ヴィオレッタはもう一本枝を手に取り削って、マシュマロを刺した。
「お兄様もどうぞ」
「ああ、悪いな」
ヴィオレッタは自分の分も用意して、焚き火であぶって食べた。
焼くことでマシュマロの香ばしさが増して、パリパリととろとろの食感が生まれる。
星空の下で、甘い香りと焚き火の音、フクロウの鳴き声が静かに流れていく。
「目的地には、あとどれぐらいで着きますか?」
ルシアの質問に、ヴィオレッタは少し考えて答えた。
「そうね。明日の日没までには行けると思うわ」
休憩を多めに取っているいまのペースでも、遅くとも明日の日中には到着できるだろう。
ヴィオレッタがオスカーの方に視線を向けると、オスカーも頷く。
ルシアはほっとしたように目許を緩めた。
「そうなんですね……楽しみです」
「何もないところだぞ」
ヴィオレッタはムッとした。
「――お兄様? 聞き捨てなりませんわよ。ヴォルフズ領には素晴らしい可能性が眠る大地があります」
「広いだけだろ。ルシアの楽しめそうなものは何もない」
それは、反論できない。
ルシアが王都で好きだった場所――大きなデパートも、華やかな商業区画も、劇場もない。

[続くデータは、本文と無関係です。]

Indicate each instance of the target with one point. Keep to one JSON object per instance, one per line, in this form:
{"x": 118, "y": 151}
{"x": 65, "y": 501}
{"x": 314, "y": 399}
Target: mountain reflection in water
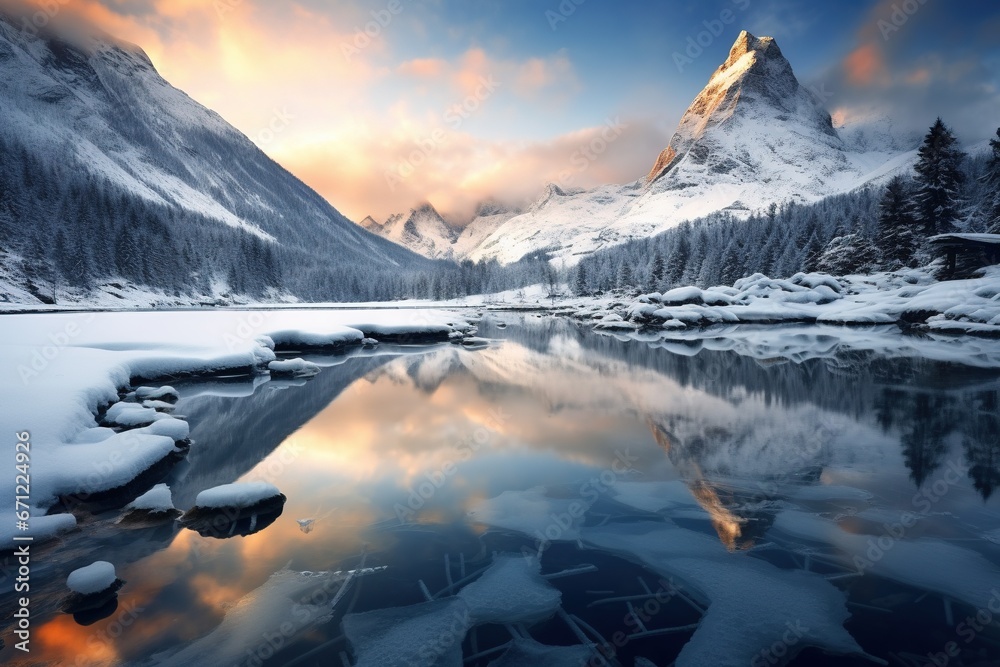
{"x": 415, "y": 454}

「でも、お義兄様が生まれ育った場所でしょ? 早く見てみたいな」
少し浮かれたルシアの様子に、ヴィオレッタはオスカーと顔を見合わせた。
――お義兄様。それはエルネストのことに他ならない。
「――ルシア、お前、エルネストに興味があるのか?」
「いいえ、いいえ。全然、全然」
オスカーの問いに、ルシアはぶんぶんと首を横に振る。
頬が赤らんで見えるのは、焚き火のオレンジ色の光のせいだろうか。
「……あの方がお姉様のことを愛していらっしゃるのは、わたしもよくわかっているもの」
ルシアは困ったように笑いながら、焼きマシュマロを食べ終えた枝を焚き火に投げ込む。
ヴィオレッタにはその笑顔が少し寂しそうに見えた。
だから、胸にざわつくものを感じながらも、深くは聞かないでおいた。
その後は、無言の時間が続く。
静かな空間がいまは少し気まずい。
「――そろそろ眠りましょうか」
「はい……」
ルシアはオニキスに包まれながら、すぐに眠りに落ちた。
よほど疲れていたのだろう。
安心して眠るルシアの姿を見て、ヴィオレッタも次第に眠くなってきた。
焚き火の音が子守唄のように聞こえ、瞼が重くなっていく。
「見張りをしておくから、ヴィオも先に寝てていいぞ。疲れただろ?」
オスカーにそう声をかけられて、ヴィオレッタは驚いた。
自分では疲れている自覚はなかったのだが。
だが、そう言われると、確かに最近は色々と立て込んでいてあまり休めていないことを思い出す。
オスカーは笑いながら火に薪をくべる。
火の粉がふわっと舞い上がった。
「お兄様には全部お見通しですね」
「当たり前だ。お前が嫁いでいっても、母親になっても、お前も僕の妹だからな」
「……ありがとうございます。では、お兄様が眠くなったら見張りを交替しますから、起こしてくださいね」
「ああ。安心して休め」
「はい。お先におやすみなさい」
ヴィオレッタはクロに寄り掛かる。つやつやの羽根の内側には、柔らかい羽毛がある。それがヴィオレッタを優しく包み込んでくれる。
「おやすみ」
優しい声と、焚き火の音に誘われるように、ヴィオレッタは眠りに落ちた。